Insider Ownership Of Equitable Group
The definition of company insiders can be subjective and does vary between jurisdictions. Our data reflects individual insiders, capturing board members at the very least. The company management answer to the board and the latter should represent the interests of shareholders. Notably, sometimes top-level managers are on the board themselves.
I generally consider insider ownership to be a good thing. However, on some occasions it makes it more difficult for other shareholders to hold the board accountable for decisions.
Our information suggests that insiders maintain a significant holding in Equitable Group Inc.. It is very interesting to see that insiders have a meaningful CA$467m stake in this CA$2.2b business. Most would say this shows a good degree of alignment with shareholders, especially in a company of this size. You can click here to see if those insiders have been buying or selling.
General Public Ownership
With a 45% ownership, the general public have some degree of sway over Equitable Group.
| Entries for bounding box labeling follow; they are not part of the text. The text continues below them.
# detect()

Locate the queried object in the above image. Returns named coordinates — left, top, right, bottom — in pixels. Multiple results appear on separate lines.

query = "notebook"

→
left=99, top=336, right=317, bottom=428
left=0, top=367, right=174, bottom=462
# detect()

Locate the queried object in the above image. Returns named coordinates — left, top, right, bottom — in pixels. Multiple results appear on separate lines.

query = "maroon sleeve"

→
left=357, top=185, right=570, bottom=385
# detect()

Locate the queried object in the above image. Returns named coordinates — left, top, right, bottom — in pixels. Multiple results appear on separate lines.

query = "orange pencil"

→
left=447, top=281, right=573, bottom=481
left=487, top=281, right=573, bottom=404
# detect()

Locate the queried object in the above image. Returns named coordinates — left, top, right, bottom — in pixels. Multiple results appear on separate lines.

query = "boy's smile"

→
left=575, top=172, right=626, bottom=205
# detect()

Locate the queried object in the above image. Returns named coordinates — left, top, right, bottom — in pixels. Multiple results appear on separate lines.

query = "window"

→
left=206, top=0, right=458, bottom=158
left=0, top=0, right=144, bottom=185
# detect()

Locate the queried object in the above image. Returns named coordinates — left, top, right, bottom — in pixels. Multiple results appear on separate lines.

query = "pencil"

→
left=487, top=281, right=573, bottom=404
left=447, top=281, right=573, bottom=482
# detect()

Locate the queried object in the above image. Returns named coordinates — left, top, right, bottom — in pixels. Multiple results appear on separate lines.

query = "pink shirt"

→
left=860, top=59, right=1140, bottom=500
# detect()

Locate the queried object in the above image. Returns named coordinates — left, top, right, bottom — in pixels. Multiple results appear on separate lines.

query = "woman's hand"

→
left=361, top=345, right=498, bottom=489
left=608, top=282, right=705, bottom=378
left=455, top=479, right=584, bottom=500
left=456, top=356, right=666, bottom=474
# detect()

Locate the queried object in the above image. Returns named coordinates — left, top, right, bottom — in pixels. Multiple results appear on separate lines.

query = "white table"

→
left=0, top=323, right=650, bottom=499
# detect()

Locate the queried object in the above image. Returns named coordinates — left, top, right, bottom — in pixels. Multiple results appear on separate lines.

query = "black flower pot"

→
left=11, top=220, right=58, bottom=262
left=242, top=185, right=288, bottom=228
While this group can't necessarily call the shots, it can certainly have a real influence on how the company is run.
Private Company Ownership
It seems that Private Companies own 11%, of the Equitable Group stock. It's hard to draw any conclusions from this fact alone, so its worth looking into who owns those private companies. Sometimes insiders or other related parties have an interest in shares in a public company through a separate private company.
It's always worth thinking about the different groups who own shares in a company. But to understand Equitable Group better, we need to consider many other factors. Consider risks, for instance. Every company has them, and we've spotted 1 warning sign for Equitable Group you should know about.
If you are like me, you may want to think about whether this company will grow or shrink. Luckily, you can check this free report showing analyst forecasts for its future.
NB: Figures in this article are calculated using data from the last twelve months, which refer to the 12-month period ending on the last date of the month the financial statement is dated. This may not be consistent with full year annual report figures.